Cooking tools – Chris doesn’t know what most of them are for, but she has a great library of beautiful cookery books. She bought them to drool over the pretty pictures.

Check freeze, choose from a selection of ready meals, remove cardboard sleeve, pierce film top with a knife (remember to remove it from the body and clean the blood off), and nuke for the required amount of minutes in the microwave.

Job done.

EXCEPTION TO THE RULE
Once a year Chris is sentenced to cook. She dines well with family providing great festive meals over Christmas and the New Year, but then comes payback time. Yes, you’ve guessed it. It’s time to invite the family to the annual post New Year dinner. Well, one has to show willing!

LETS GET STARTED
Switch off computer. Lock study door. Hide iPad. Close eyes, relax, and go ‘Um’ over and over again in an attempt at self hypnosis. Give up and get started.

Remove turkey crown from freezer in garage. Imperative to take this out at least 2 to 3 days beforehand to thaw out.

Check freezer – no turkey crown – forgot to buy.

Go to supermarket – no turkey crowns left. Scream!

Visit friendly butcher, get talked into buying a haunch of venison. Take it home. Look at it. Scream!

Check cookery books. Some lovely pictures but no venison.

Unlock study door. Switch on computer. Google ‘How to cook venison’. Read several and groan. Too complicated.

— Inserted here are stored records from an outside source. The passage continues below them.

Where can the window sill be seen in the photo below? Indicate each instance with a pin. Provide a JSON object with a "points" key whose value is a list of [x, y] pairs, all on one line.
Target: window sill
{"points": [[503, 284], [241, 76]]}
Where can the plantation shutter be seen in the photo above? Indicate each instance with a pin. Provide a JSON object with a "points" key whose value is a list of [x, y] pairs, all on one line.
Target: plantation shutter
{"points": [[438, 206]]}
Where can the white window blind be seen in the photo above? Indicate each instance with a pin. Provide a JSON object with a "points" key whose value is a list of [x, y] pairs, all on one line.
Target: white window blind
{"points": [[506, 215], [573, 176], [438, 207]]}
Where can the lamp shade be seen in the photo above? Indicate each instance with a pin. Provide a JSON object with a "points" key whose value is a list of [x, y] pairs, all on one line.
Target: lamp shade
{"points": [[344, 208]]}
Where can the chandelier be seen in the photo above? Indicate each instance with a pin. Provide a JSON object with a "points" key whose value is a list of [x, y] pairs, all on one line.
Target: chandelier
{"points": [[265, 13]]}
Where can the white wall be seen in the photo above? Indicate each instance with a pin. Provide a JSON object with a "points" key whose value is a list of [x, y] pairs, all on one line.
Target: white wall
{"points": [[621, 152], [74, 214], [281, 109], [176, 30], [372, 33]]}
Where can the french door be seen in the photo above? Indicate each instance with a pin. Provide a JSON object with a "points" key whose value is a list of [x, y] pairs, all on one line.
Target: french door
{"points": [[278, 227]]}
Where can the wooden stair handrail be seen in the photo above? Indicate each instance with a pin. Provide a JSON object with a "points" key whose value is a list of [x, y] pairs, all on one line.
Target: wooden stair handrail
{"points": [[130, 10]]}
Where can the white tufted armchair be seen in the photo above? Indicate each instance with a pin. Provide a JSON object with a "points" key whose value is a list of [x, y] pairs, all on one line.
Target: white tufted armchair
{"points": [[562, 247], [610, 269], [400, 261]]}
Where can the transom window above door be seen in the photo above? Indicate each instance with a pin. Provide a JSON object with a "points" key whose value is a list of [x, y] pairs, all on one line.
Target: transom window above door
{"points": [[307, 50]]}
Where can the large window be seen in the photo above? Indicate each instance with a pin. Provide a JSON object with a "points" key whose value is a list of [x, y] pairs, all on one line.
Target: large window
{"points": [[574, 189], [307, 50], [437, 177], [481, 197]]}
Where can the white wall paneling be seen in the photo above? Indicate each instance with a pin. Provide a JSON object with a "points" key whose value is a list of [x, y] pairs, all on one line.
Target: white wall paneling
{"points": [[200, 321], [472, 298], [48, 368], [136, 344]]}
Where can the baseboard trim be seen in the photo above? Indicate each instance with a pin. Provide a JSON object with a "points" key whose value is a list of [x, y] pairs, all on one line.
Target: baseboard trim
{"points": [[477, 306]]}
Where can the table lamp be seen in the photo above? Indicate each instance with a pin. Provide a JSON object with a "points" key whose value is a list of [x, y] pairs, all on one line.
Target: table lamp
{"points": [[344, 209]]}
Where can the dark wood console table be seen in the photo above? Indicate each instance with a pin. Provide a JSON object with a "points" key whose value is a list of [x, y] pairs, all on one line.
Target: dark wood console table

Choose the simplest one, and check for ingredients:
Haunch of venison – got that.
Marinade – what the heck’s a marinade? Oh, well I suppose it’s not really necessary.
3/4 lb fat bacon strips ( I thought we’d gone metric, but I know what pounds and ounces are).
1/4 pint of burgundy (Another run to the supermarket to buy it).
Seasoning – that’s salt and pepper isn’t it? At least I know that.
1/2 lb butter (I definitely have that, margarine or spreads never darken my door).
Olive Oil (Yup! Got that as well).
1 tablespoon of flour (I don’t suppose it will matter how old it is!).
Juice of half a lemon or orange ( it will have to be an orange, I don’t like lemons).

Execution
Marinate the haunch for 24 hours – How the heck do you do that? Go off and check the internet.
OK now I’ve found out what a marinade is so let’s get started.
First of all find a tin or dish big enough to hold the venison and add the ingredients of the marinade to it;
4-6 tablespoons of olive oil;
1/2 bottle of red wine (another run to the supermarket);
1 onion sliced (wipe tears from eyes);
3 sprigs parsley;
1 bay leaf;
1/4 teaspoon thyme.

Mix them all together and put the venison into the dish, making sure the marinade coats it completely.
Leave the venison in the marinade for 24 hours.
Take it out the next day, rub it with oil, dab it all over with the butter, and wrap the bacon strips round it.
Now wrap it loosely in foil and place in the oven at 190C/375F/gas mark 5 (Don’t know what the first two are so I set my gas oven at 5).
Cook for 20 mins per pound, and baste every 10 minutes (How the heck do I do that when it’s wrapped in foil?).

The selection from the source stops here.